- Le Coup du berger
- Directed by: Jacques Rivette
- Screenplay by: Jacques Rivette Claude Chabrol Charles Bitsch
- Based on: Mrs. Bixby and the Colonel's Coat
- Produced by: Pierre Braunberger Claude Chabrol
- Starring: Virginie Vitry Anne Doat Etienne Loinod Jean-Claude Brialy
- Cinematography: Charles Bitsch
- Edited by: Denise de Casabianca
- Music by: François Couperin
- Production company: Les Films de la Pleïade
- Release date: 1956;
- Running time: 28 min
- Country: France
- Language: French

= Fool's Mate (1956 film) =

Fool's Mate (Le Coup du berger) is a 1956 short film directed by Jacques Rivette.

It stars Virginie Vitry as a wife cheating on her husband Jean, telling him she is visiting her sister Solange but spending the time with her lover Claude.
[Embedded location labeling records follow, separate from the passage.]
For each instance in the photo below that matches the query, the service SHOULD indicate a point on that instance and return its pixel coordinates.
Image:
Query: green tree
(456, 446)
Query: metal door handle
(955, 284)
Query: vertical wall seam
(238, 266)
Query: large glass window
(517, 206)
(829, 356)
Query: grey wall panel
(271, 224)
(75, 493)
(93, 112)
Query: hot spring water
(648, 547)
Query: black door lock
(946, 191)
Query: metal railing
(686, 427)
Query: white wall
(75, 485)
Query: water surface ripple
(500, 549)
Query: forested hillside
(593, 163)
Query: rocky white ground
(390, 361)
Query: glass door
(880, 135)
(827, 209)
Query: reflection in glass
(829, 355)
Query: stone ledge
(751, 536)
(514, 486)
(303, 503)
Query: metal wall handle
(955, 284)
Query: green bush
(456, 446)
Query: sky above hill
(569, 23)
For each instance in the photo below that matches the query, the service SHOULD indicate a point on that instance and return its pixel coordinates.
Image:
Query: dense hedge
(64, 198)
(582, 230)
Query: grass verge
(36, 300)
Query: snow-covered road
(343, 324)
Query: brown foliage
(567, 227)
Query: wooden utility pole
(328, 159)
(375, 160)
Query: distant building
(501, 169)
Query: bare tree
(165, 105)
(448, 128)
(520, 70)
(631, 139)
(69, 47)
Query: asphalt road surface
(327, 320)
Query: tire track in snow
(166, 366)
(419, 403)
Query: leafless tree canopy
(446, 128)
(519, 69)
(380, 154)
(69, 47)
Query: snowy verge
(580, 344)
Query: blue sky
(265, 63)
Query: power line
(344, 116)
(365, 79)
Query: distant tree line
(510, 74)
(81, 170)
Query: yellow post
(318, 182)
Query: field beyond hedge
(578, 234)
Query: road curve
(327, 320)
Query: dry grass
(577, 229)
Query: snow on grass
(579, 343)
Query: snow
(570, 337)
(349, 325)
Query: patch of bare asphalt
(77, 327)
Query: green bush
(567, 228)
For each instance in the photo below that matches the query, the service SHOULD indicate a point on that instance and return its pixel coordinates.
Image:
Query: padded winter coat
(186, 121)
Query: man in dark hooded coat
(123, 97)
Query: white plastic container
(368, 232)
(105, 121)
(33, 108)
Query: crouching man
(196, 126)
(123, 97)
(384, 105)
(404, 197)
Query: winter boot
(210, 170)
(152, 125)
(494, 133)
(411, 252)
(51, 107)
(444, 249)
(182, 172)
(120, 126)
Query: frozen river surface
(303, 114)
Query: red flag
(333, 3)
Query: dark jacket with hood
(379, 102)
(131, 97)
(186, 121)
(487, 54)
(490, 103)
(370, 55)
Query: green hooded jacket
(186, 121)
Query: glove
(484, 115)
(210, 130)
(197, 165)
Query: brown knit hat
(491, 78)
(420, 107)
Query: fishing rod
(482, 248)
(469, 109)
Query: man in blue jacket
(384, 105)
When Claude buys her a mink coat, the adulterous pair hatch a plan to avoid her husband's questioning the coat's origins by leaving it in a suitcase at a train station and having him retrieve it after she pretends to find the claim check in a taxi. However, when he brings it home it contains a cheap rabbit-fur coat, and when Solange turns up wearing the mink at a party that night she realizes her husband has checkmated her.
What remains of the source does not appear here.